When it comes to AST Elixir is a rather specific language due to its macro system.
From the perspective of our parser, the important implication is that a seemingly
invalid code can be a valid syntax when used in a macro (or just put in the quote
expression). For example:
quote do
def Bar.foo(x), definitely_not_do: 1
%{a}
*/2
end
As opposed to other languages, core constructs like def
, if
and for
are not
particularly special either, since they are itself regular functions (or macros rather).
As a result, these constructs can be used "improperly" in a quoted expression, as shown above.
Consequently, to correctly parse all Elixir code, we need the AST to closely match the Elixir AST. See Elixir / Syntax reference for more details.
Whenever possible, we try using a more specific nodes (like binary/unary operator), but only
to the extent that doesn't lose on generality. To get a sense of what the AST looks like, have
a look at the tests in test/corpus/
.
For detailed introduction see the official guide on Creating parsers.
Essentially, we define relevant language rules in grammar.js
, based on which
Tree-sitter generates parser code (under src/
). In some cases, we want to write
custom C code for tokenizing specific character sequences (in src/scanner.c
).
The grammar rules may often conflict with each other, meaning that the given sequence of tokens has multiple valid interpretations given one token of lookahead. In many conflicts we always want to pick one interpretation over the other and we can do this by assigning different precedence and associativity to relevant rules, which tells the parser which way to go.
For example given expression1 * expression2 • *
the next token we see ahead is *
.
The parser needs to decide whether expression1 * expression2
is a complete binary operator
node, or if it should await the next expression and interpret it as expression1 * (expression2 * expression3)
.
Since the *
operator is left-associative we can use prec.left
on the corresponding
grammar rule, to inform the parser how to resolve this conflict.
However, in some cases looking at one token ahead isn't enough, in which case we can add
the conflicting rules to the conflicts
list in the grammar. Whenever the parser stumbles
upon this conflict it uses its GLR algorithm, basically considering both interpretations
until one leads to parsing error. If both paths parse correctly (there's a genuine ambiguity)
we can use dynamic precedence (prec.dynamic
) to decide on the preferred path.
# See CLI usage
npx tree-sitter -h
# Generate the the parser code based on grammar.js
npx tree-sitter generate
# Run tests
npx tree-sitter test
npx tree-sitter test --filter "access syntax"
# Parse a specific file
npx tree-sitter parse tmp/test.ex
npx tree-sitter parse -x tmp/test.ex
# Parse codebase to verify syntax coverage
npx tree-sitter parse --quiet --stat 'tmp/elixir/**/*.ex*'
Whenever you make a change to grammar.js
remember to run generate
,
before verifying the result. To test custom code, create an Elixir file
like tmp/test.ex
and use parse
on it. The -x
flag prints out the
source grouped into AST nodes as XML.
# Format the grammar.js file
npm run format
# Run parser against the given repository
scripts/parse_repo.sh elixir-lang/elixir
# Run parser against a predefined list of popular repositories
scripts/integration_test.sh
This section covers some of the implementation decisions that have a more elaborated rationale. The individual subsections are referenced in the code.

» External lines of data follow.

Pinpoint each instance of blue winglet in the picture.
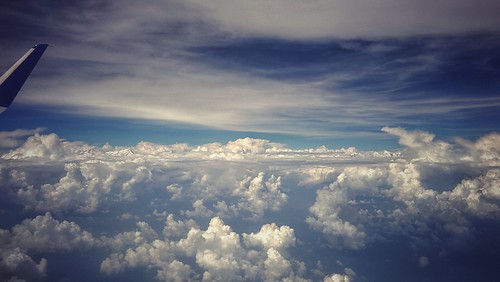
[0,44,49,113]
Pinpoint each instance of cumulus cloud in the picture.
[0,213,95,280]
[101,216,300,281]
[0,128,44,148]
[307,127,499,249]
[0,127,500,281]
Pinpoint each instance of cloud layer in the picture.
[0,127,500,281]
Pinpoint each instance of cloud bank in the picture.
[0,127,500,281]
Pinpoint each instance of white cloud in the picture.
[0,213,95,280]
[0,128,500,281]
[0,128,44,148]
[101,216,303,281]
[184,0,500,39]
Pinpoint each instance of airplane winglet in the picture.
[0,44,49,113]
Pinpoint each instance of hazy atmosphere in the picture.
[0,0,500,282]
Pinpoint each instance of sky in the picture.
[0,0,500,282]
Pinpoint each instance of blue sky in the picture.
[0,0,500,281]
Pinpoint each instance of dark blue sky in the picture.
[0,1,500,148]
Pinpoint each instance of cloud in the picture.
[2,0,500,140]
[0,127,500,281]
[0,128,44,148]
[0,213,95,280]
[101,216,300,281]
[183,0,499,39]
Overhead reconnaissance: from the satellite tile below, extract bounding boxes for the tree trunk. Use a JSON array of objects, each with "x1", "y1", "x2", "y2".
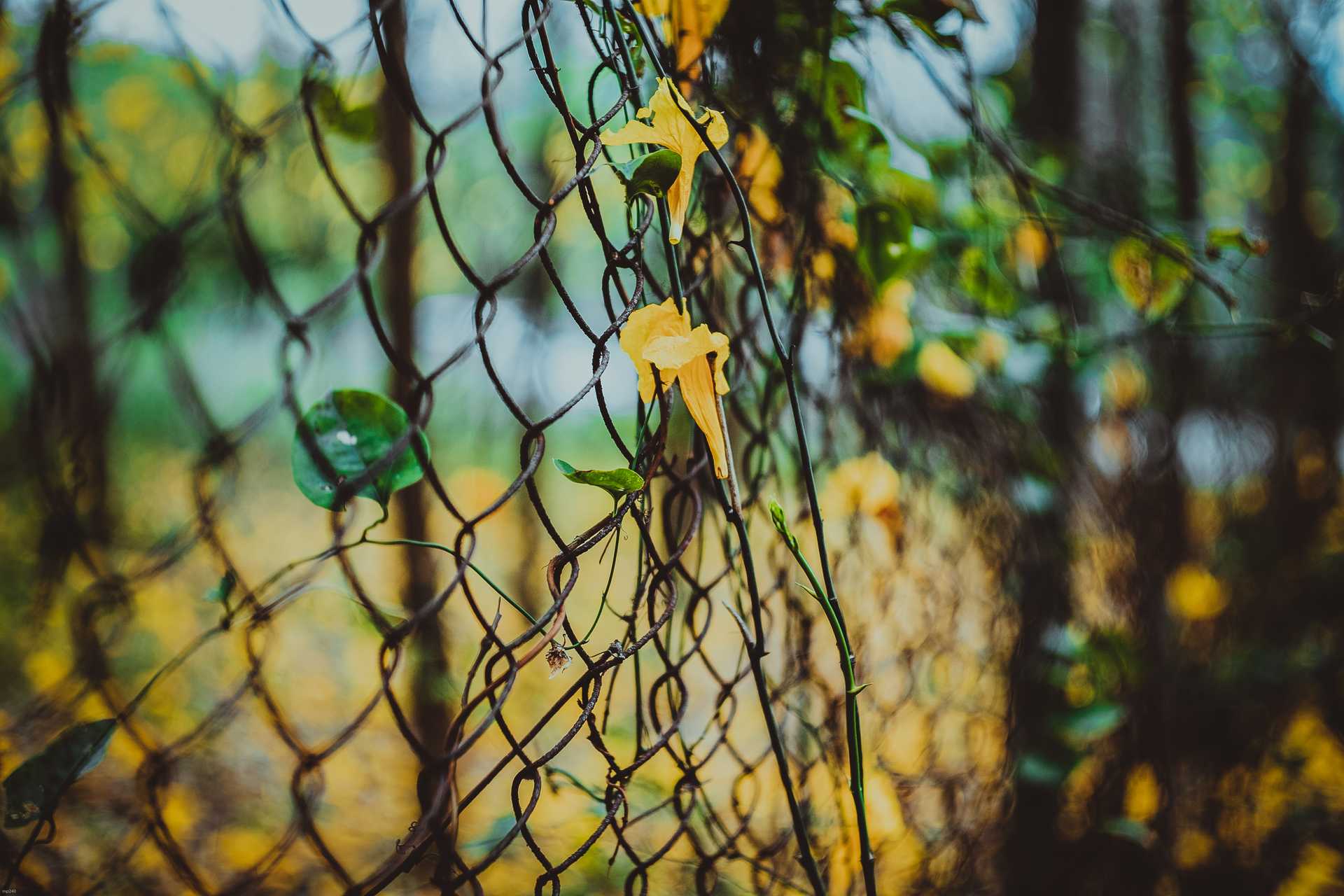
[{"x1": 371, "y1": 1, "x2": 447, "y2": 790}]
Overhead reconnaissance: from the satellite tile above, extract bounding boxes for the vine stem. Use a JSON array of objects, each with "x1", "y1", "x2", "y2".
[
  {"x1": 770, "y1": 503, "x2": 878, "y2": 893},
  {"x1": 617, "y1": 3, "x2": 876, "y2": 896},
  {"x1": 603, "y1": 0, "x2": 827, "y2": 896}
]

We want to scan quoted content as a single token, but it requires lookahead.
Specifically the #
character may no longer be quoted content if followed by {
.
Also, inside heredoc string tokenizing "
(or '
) requires lookahead to know
if it's already part of the end delimiter or not.
Since we need to use external scanner, we need to know the delimiter type.
One way to achieve this is using external scanner to scan the start delimiter
and then storing its type on the parser stack. This approach requires the parser
to allocate enough memory upfront and implement serialization/deserialization,
which ideally would be avoided. To avoid this, we use a different approach!
Instead of having a single quoted_content
token, we have specific tokens for
each quoted content type, such as _quoted_content_i_single
, _quoted_content_i_double
.
Once the start delimiter is tokenized, we know which quoted content should be
tokenized next, and from the token we can infer the end delimiter and whether
it supports interpolation. In other words, we extract the information from the
parsing state, rather than maintaining custom parser state.
Generally newlines may appear in the middle of expressions and we ignore them as long as the expression is valid, that's why we list newline under extras.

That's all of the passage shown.